Husband laid off 3 months. I pay every bill. MIL asks daily when we're 'having good news.'
Throwaway, obviously.
I'm 29. Married 3 years, love marriage. We're both in tech — he was a Senior Manager at a product company, I'm a UX lead. Combined we made around ₹52 LPA. Decent Bangalore money. We bought a 2BHK in 2024 on EMI. ₹68,000 a month. We thought we had time to figure out the rest.
In February his company did a "restructuring." 14% of headcount. He was on the list. Four months severance, then nothing. He's applied to 90+ roles. He's had 4 final-round rejections. The market is brutal — every recruiter says "we're flooded with senior PMs right now."
Three things happened that week:
1. His mother flew in from Indore "to support us."
2. Gold crossed ₹1,83,000 per 10g. 3. The 5th came and the EMI auto-debit hit.
She's been here three months now. And before anyone calls her a movie villain — she's not. She made me chai every day when I had Covid in 2021. She's a kind woman. But something has shifted, and I don't have the language for it, and I can't tell anyone in my real life, which is why I'm typing this at 1:47 AM into a website I've never posted on.
Every single morning at breakfast, in the exact same gentle tone, she asks me: "Beta, kab good news suna rahe ho?"
The first time I laughed it off. The second time I said "Mummyji, we're focused on his job search right now." The third time I said nothing. Yesterday she cooked a beautiful dinner, sat across from me, and said: "I told my sister you're putting career first. She said girls these days are too selfish."

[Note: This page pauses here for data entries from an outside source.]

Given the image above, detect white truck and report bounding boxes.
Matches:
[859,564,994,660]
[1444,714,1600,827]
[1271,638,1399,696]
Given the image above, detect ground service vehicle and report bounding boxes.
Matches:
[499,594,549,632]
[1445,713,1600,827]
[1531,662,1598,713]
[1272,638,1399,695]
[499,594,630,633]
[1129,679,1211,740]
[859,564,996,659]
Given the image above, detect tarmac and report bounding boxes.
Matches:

I put my fork down. I said "Mummyji, your son lost his job. We have a ₹68,000 EMI. Why would we have a baby right now?"
She started crying.
He came out of the bedroom. She said "Beta, your wife thinks I'm interfering. Maybe I should go back." He looked at me. He didn't defend me. He didn't defend her. He just looked tired. He's been looking tired for three months.

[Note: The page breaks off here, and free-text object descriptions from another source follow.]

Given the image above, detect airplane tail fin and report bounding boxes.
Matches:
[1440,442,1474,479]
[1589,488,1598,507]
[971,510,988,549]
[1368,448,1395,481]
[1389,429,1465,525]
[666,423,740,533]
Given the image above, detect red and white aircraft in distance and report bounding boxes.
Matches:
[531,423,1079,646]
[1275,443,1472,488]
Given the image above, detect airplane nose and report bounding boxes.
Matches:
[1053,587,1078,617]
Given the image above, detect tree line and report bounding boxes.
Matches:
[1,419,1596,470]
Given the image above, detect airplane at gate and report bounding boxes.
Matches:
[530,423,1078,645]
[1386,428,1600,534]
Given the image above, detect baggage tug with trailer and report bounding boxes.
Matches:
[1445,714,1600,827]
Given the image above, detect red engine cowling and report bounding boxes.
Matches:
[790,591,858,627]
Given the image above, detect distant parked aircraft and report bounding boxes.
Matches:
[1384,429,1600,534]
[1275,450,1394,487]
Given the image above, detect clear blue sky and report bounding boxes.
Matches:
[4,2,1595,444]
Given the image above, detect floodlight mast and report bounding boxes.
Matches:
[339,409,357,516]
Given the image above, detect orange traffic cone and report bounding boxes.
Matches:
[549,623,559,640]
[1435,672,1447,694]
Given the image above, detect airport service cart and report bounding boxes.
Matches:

I went into the bathroom and cried for 15 minutes with the shower running so they wouldn't hear.
Here is what I cannot say out loud:
I am the only person in this house earning a salary. I am paying the EMI on the flat his mother is living in. I am paying for the groceries she is cooking. I am paying for the petrol in the car she takes to the temple. And I am also the one being asked when I'm having a baby. I am also the one being called selfish.
And the part I am most ashamed of: I have started to resent him. The man I chose. Because he won't say one sentence to defend me. Because he thinks his mother is "just being a mother." Because he thinks my income is the family's emergency fund and her behavior is background noise I should learn to tolerate.
I cannot afford therapy right now — ₹3,000 a session, when I am tracking every rupee. I cannot tell my parents — Papa has BP issues, Mama will lose sleep. I cannot tell my friends — half of them are in some version of this and the other half will say "leave him," which is not what I want.
Last week I downloaded one of those Hinglish AI apps. Felt stupid doing it. But at 2 AM I typed all of this into it, and it asked me one question back: "Aap ye sab apne husband se keh chuki hain, ya sirf socha hai?" I haven't said any of this to him. I've only thought it.
I don't know what I'm asking for. Advice. Solidarity. Permission to feel what I'm feeling. If there's a woman reading this who's earning more than her husband, with her MIL in the house, and a husband who has gone quiet — please tell me how you're surviving. Because I have a 9 AM call in seven hours and I am barely held together with tape.